In Germania, per esempio, il governo prepara un progetto di legge per consentire l’espropriazione delle infrastrutture critiche. Michael Kellner, segretario di Stato al ministero dell’Economia e del clima, ha riferito al Parlamento tedesco i cambiamenti alla legge sulla sicurezza energetica del 1975, che daranno l’opportunità di sottoporre le infrastrutture critiche all’amministrazione fiduciaria o, come ultima risorsa, all’espropriazione: “Sicuramente dovremmo imparare una lezione da questa crisi: che non metteremo mai più infrastrutture critiche nelle mani dei russi o nelle mani di Stati che sono come la Russia. Dopotutto è stato un errore”.

In Bulgaria, invece, si discute sull’ipotesi di espropriare asset strategici intestati a società russe. Il partito della coalizione di governo, Bulgaria democratica, ha lanciato l’appello di prepararsi per l’acquisizione di attivi della Lukoil Bulgaria.
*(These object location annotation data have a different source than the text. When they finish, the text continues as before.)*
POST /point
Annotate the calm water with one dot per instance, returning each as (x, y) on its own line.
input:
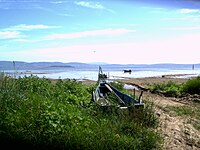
(113, 72)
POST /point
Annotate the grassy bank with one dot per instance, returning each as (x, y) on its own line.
(34, 113)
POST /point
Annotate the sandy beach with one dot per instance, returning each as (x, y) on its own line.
(178, 132)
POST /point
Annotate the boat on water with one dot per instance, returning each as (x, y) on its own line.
(106, 95)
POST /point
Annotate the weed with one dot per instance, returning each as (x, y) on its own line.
(36, 113)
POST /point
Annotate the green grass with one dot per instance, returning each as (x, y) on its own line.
(168, 89)
(192, 113)
(192, 86)
(34, 113)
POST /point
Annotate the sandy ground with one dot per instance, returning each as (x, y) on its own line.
(177, 131)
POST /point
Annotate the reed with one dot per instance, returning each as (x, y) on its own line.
(34, 113)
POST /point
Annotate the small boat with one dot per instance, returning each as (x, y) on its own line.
(107, 95)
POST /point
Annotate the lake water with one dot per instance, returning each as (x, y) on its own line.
(113, 72)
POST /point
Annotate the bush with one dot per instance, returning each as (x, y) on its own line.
(192, 86)
(35, 113)
(168, 89)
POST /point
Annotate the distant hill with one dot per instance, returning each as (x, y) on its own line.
(10, 65)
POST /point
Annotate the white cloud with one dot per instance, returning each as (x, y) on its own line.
(9, 34)
(92, 5)
(186, 10)
(24, 27)
(183, 49)
(183, 28)
(106, 32)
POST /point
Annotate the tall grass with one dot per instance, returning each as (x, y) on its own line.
(34, 113)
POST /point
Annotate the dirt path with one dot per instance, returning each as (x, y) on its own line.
(177, 131)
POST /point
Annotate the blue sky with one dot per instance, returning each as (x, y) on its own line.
(112, 31)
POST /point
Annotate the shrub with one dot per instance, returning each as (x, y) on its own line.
(35, 113)
(192, 86)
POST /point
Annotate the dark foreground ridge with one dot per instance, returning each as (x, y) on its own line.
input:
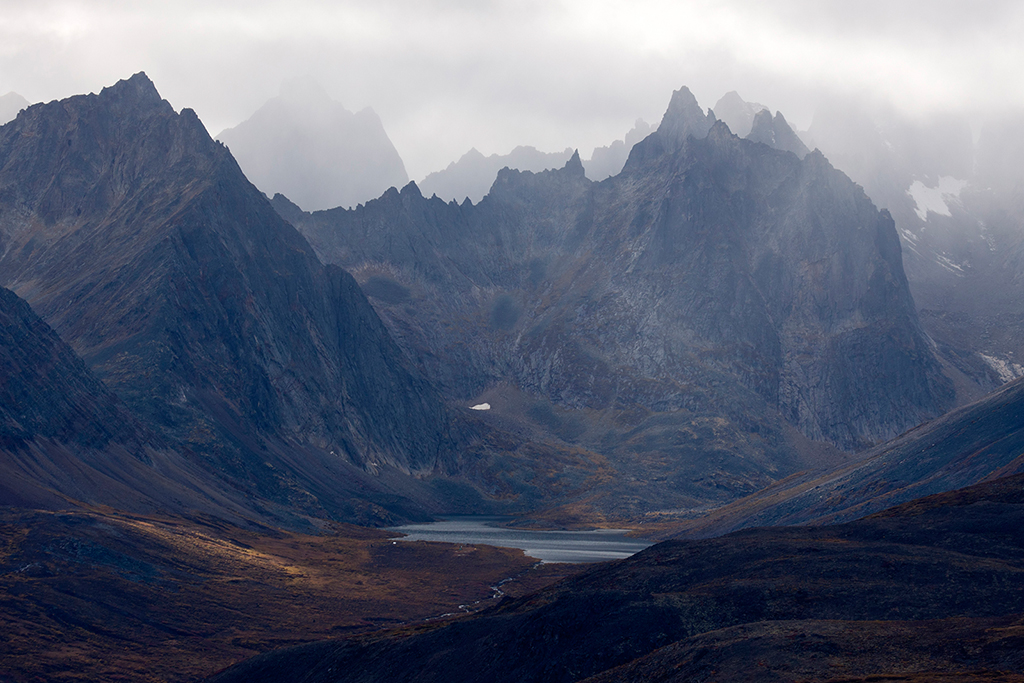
(137, 239)
(933, 590)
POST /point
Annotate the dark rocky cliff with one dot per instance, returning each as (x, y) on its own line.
(139, 241)
(684, 312)
(66, 439)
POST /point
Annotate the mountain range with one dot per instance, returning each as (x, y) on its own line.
(310, 147)
(473, 174)
(699, 318)
(718, 336)
(140, 243)
(10, 104)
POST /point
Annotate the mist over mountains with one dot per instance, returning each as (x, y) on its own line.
(725, 331)
(10, 104)
(473, 174)
(306, 145)
(717, 296)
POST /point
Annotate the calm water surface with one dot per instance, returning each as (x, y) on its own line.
(595, 546)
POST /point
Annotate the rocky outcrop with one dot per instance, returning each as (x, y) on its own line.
(977, 442)
(677, 317)
(67, 440)
(737, 114)
(10, 104)
(310, 147)
(472, 175)
(915, 593)
(137, 238)
(775, 132)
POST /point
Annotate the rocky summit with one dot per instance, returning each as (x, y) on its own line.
(139, 241)
(698, 318)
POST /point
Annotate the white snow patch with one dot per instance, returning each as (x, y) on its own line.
(949, 264)
(908, 236)
(935, 199)
(1007, 370)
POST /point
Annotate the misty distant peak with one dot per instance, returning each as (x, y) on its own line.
(134, 94)
(684, 117)
(308, 146)
(138, 87)
(736, 114)
(574, 165)
(10, 104)
(305, 89)
(775, 132)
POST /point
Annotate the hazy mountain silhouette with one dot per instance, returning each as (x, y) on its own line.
(306, 145)
(473, 174)
(608, 161)
(775, 132)
(736, 114)
(684, 317)
(956, 207)
(10, 104)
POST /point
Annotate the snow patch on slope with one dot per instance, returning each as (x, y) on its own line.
(1007, 370)
(935, 200)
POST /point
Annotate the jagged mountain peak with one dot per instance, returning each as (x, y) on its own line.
(736, 113)
(10, 104)
(775, 132)
(684, 118)
(308, 146)
(574, 164)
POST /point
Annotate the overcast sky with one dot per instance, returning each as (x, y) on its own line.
(448, 75)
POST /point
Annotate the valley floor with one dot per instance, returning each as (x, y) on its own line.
(102, 595)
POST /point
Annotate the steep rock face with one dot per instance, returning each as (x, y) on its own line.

Secondo Euractiv, “la raffineria Neftohim della società nella città portuale di Burgas, sul Mar Nero, la più grande dei Balcani, fornisce circa il 60-70% dei combustibili per il mercato bulgaro. La raffineria è di proprietà di Lukoil attraverso la società svizzera Litasco, di proprietà di una casa madre russa”.

Per Hristo Ivanov, uno dei leader della formazione Bulgaria Democratica, è necessario avviare una “deputinizzazione” della vita politica ed economica del Paese, e per questo è necessario assumere il controllo di siti strategici attualmente sotto il controllo di persone legate alla Russia e al regime di Putin.
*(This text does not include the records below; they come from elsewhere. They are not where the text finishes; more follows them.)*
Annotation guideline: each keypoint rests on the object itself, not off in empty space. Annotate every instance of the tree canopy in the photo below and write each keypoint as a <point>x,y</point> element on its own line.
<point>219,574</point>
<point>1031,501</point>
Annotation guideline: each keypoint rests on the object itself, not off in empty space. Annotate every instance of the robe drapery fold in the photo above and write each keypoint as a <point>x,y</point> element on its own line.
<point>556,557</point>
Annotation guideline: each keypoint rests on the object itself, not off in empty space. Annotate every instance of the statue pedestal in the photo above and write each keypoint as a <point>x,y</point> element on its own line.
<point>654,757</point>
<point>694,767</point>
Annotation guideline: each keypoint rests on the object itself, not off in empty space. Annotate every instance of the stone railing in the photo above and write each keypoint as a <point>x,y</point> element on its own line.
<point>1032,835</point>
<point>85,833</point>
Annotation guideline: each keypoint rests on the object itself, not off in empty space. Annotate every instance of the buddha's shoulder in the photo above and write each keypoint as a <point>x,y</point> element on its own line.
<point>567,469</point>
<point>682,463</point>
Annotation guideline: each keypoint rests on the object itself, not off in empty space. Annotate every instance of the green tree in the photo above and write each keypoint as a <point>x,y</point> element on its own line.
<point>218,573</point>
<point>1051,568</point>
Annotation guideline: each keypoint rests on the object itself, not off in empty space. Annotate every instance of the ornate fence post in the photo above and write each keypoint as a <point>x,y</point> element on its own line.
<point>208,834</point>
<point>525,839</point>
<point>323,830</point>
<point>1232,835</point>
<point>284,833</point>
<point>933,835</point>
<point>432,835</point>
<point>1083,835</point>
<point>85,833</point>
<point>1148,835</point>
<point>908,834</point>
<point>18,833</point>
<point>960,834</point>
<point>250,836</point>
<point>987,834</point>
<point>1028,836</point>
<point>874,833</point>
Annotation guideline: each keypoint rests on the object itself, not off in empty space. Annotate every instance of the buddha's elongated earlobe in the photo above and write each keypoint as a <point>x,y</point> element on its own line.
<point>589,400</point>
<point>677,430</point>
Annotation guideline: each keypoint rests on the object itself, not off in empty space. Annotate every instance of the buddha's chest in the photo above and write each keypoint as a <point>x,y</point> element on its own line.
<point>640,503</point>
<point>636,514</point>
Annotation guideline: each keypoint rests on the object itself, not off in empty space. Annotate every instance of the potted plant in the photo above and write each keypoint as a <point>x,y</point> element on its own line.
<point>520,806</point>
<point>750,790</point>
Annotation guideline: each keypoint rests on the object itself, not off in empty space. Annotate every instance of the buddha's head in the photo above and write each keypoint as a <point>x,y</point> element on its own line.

Ivanov ha ricordato che “per decenni, il Cremlino ha perseguito i suoi obiettivi nella regione attraverso un’ampia gamma di strumenti di intimidazione e demoralizzazione, propaganda dell’opinione pubblica, dipendenza economica, erosione delle istituzioni e corruzione dell’élite dominante. La Bulgaria è tra i Paesi più colpiti da questo tipo di penetrazione ibrida nella regione”. Secondo alcuni esperti, l’ipotesi di nazionalizzare i beni e le infrastrutture russe energetiche sarebbe in questo caso giustificata perché è in gioco la sicurezza della Bulgaria.
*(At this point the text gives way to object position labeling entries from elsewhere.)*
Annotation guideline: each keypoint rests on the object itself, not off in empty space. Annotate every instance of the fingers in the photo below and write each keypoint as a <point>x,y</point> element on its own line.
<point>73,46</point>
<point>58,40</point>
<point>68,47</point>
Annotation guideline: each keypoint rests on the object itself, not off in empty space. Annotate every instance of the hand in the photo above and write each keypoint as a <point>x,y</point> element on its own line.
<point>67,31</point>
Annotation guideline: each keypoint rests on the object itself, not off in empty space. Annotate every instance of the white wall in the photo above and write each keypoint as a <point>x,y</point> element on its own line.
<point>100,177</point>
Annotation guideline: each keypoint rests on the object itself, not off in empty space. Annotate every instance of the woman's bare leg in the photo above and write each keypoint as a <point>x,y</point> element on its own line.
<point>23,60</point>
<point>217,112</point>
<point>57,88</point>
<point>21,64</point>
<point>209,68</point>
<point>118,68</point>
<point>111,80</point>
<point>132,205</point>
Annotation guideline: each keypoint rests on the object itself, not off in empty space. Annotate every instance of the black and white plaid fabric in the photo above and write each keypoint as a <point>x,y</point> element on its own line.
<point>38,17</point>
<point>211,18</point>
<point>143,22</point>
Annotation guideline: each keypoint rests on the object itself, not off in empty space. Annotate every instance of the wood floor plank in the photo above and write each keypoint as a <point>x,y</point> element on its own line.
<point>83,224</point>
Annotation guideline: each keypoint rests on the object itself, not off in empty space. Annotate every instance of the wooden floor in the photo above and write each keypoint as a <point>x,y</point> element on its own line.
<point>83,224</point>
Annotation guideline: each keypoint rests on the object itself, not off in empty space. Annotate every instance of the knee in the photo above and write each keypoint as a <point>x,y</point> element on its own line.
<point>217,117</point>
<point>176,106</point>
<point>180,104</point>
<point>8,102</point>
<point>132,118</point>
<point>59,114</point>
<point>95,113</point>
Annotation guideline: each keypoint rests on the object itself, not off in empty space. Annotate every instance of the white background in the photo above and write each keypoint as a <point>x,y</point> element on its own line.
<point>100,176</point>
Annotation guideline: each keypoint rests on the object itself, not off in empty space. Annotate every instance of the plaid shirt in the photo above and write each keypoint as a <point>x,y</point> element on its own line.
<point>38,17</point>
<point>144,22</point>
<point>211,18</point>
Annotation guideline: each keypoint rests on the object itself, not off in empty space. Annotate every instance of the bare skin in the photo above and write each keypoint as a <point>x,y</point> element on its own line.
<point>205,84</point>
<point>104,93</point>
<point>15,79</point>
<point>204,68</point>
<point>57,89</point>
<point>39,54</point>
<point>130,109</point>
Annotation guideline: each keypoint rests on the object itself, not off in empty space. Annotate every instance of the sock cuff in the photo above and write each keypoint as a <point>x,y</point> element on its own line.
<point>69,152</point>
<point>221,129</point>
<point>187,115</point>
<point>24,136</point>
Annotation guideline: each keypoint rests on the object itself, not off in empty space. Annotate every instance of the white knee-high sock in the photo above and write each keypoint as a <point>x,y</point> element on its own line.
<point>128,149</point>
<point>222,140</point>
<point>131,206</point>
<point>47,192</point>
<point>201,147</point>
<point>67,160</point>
Nel caso di embargo petrolifero da parte dell’Unione europea, l’Italia potrebbe considerare l’espropriazione temporanea della raffineria Isab/Lukoil in Sicilia, come hanno confermato alcune fonti a Euractiv Italia. “Mentre la capacità di raffinazione dell’Italia è molto limitata, ISAB copre circa il 23% della capacità complessiva con una produzione annua di 16 milioni di tonnellate”, si legge sul sito.

La raffineria italiana di Lukoil ha circa 8.000 dipendenti in Sicilia e acquista circa il 30-40% del petrolio dalla Russia: “Un divieto potrebbe quindi ISAB a interrompere la produzione e spostarsi, provocando gravi tagli di posti di lavoro e un impatto potenzialmente devastante per l’economia locale”.